Books on Books: 'Northanger Abbey' by Jane Austen

There are probably no readers of Bookhive who haven't read something by Jane Austen in their lives, but most people skip over Northanger Abbey in favor of the more popular novels. It's certainly not my favorite, but it has its own unique charms, which for me have been recently enhanced by my enjoyment of the audio book version of The Mysteries of Udolpho, a novel that Catherine, the heroine of Northanger Abbey, reads with breathless enthusiasm. (I will take a brief moment to acknowledge that a post on audio books is long overdue; the whole reason I was listening to this particular one was because I wanted to write about the medium as a way of "reading"). 

The naive Catherine reads The Mysteries of Udolpho, a very popular gothic novel in Jane Austen's lifetime, written by fellow female author Ann Radcliffe, and it sparks a kind of paranoid fantasy in her own life, as she sees parallels to the novel in everything, much to her detriment.

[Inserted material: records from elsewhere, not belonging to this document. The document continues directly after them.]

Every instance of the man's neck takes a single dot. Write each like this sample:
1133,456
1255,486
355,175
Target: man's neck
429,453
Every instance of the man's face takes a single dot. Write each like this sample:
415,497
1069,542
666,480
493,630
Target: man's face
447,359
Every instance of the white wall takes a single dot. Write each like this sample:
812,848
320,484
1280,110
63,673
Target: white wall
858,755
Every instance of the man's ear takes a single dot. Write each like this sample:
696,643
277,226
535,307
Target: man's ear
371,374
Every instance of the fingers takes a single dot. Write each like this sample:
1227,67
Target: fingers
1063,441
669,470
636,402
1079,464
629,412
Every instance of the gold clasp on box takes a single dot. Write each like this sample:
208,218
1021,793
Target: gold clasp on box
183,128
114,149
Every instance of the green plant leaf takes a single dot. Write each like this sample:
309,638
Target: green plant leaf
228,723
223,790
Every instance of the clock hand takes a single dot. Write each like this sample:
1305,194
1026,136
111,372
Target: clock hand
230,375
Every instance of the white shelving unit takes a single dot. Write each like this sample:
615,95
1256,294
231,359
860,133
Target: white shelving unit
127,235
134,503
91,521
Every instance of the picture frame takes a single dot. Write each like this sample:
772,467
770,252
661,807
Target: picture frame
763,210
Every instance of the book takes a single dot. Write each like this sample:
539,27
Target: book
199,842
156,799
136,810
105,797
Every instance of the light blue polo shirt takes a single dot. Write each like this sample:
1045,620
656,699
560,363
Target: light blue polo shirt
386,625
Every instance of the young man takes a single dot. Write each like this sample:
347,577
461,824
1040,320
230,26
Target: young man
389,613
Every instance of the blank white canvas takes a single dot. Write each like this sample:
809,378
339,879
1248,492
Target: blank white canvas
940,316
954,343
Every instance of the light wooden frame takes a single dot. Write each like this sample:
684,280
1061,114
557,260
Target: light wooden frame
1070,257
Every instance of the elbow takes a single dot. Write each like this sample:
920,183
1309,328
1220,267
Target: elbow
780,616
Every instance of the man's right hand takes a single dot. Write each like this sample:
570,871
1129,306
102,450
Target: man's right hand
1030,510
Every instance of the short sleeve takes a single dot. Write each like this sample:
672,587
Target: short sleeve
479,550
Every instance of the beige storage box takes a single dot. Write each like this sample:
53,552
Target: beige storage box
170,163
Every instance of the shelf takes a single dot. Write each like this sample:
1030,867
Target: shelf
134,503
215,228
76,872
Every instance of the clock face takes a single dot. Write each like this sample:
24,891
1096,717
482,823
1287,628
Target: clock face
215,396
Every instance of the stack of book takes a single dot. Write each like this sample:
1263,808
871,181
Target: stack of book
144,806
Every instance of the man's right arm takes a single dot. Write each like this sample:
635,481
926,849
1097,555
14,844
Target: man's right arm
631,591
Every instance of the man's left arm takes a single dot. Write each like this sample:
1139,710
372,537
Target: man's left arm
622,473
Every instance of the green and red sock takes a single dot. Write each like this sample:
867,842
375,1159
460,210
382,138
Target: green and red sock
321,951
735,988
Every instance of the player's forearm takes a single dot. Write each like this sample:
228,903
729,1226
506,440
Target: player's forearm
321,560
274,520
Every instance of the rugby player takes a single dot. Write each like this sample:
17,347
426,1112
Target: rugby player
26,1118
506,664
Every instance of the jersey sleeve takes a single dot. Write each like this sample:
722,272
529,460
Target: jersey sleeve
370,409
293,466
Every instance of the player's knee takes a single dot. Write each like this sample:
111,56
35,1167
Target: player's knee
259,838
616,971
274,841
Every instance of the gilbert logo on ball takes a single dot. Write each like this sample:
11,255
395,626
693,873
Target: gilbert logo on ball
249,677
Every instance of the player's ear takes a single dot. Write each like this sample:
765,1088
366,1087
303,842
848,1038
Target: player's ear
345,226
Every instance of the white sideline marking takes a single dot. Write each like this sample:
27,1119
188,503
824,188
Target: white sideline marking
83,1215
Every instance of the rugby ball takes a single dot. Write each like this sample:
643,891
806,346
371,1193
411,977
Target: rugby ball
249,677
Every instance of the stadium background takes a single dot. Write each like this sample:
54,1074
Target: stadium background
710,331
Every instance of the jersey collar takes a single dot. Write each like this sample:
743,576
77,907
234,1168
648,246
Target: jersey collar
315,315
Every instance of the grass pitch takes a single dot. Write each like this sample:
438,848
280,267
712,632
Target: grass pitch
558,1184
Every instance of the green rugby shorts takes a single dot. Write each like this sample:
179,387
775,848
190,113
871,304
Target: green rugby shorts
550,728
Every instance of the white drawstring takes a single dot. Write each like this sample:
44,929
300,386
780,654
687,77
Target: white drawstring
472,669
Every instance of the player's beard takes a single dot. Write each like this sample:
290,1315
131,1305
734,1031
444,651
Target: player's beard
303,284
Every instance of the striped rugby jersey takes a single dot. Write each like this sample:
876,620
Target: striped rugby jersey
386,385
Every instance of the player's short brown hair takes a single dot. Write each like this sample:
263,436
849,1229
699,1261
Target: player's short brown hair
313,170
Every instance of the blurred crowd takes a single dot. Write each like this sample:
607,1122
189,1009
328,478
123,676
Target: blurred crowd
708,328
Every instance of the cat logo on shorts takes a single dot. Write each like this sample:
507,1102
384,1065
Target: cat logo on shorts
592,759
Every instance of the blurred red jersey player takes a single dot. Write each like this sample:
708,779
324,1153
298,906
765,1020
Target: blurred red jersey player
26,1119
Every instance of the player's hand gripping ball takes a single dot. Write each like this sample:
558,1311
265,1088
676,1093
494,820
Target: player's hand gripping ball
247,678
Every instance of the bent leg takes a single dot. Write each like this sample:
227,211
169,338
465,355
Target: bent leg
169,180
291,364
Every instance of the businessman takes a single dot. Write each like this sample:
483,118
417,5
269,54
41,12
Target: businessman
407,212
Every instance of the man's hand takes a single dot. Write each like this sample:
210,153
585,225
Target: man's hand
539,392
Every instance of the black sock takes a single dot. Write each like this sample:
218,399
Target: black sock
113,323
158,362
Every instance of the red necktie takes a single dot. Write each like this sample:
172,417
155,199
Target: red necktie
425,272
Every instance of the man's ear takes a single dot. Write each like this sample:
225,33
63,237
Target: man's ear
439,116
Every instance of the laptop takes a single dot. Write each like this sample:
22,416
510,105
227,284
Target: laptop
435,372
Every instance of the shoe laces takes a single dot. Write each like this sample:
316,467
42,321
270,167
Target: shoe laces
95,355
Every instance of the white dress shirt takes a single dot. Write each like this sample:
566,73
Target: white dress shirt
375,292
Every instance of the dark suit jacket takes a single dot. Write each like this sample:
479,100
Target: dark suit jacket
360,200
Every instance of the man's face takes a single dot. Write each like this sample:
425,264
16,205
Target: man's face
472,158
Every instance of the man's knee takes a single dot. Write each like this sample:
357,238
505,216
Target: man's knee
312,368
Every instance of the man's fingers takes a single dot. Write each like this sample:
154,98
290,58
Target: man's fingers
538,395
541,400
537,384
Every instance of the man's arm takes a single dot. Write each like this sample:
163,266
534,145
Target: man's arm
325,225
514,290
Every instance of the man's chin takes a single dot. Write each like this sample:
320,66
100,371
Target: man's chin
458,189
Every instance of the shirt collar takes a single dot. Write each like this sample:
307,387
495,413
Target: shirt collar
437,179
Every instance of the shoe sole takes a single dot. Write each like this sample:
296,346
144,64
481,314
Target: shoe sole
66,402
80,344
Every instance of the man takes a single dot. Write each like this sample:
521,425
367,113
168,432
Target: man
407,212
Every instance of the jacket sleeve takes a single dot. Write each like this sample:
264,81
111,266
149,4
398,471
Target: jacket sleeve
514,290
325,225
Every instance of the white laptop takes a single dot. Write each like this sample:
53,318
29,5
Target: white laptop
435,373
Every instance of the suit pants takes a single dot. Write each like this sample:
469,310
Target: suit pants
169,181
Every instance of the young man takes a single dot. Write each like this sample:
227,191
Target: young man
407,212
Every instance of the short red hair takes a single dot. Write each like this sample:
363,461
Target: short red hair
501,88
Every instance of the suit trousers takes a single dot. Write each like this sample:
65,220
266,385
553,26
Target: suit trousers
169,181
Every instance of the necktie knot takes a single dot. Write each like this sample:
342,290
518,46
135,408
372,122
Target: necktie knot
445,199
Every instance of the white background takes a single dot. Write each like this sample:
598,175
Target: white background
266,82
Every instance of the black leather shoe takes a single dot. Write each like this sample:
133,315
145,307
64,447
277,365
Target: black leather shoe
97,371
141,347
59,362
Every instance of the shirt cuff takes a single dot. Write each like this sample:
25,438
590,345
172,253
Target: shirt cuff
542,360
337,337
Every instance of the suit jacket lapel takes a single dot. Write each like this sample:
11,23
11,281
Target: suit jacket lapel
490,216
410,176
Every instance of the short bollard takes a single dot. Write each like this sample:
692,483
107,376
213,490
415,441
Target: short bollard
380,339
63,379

As to be expected, Catherine learns her lesson and ends the novel happily, but the real pleasure of the novel is in the meditations on the art of fiction and the nature of reading. Jane Austen's genius lies partially in her ability to sneak up on the reader with profundity hidden in what feel like very minute details, so a novel about an 18 year old bookworm is really a startlingly self-aware novel about storytelling, fiction, narrative, and readership. It deserves more credit than it usually gets, and Ann Radcliffe's novel warrants a reading, if only for its own significance in context.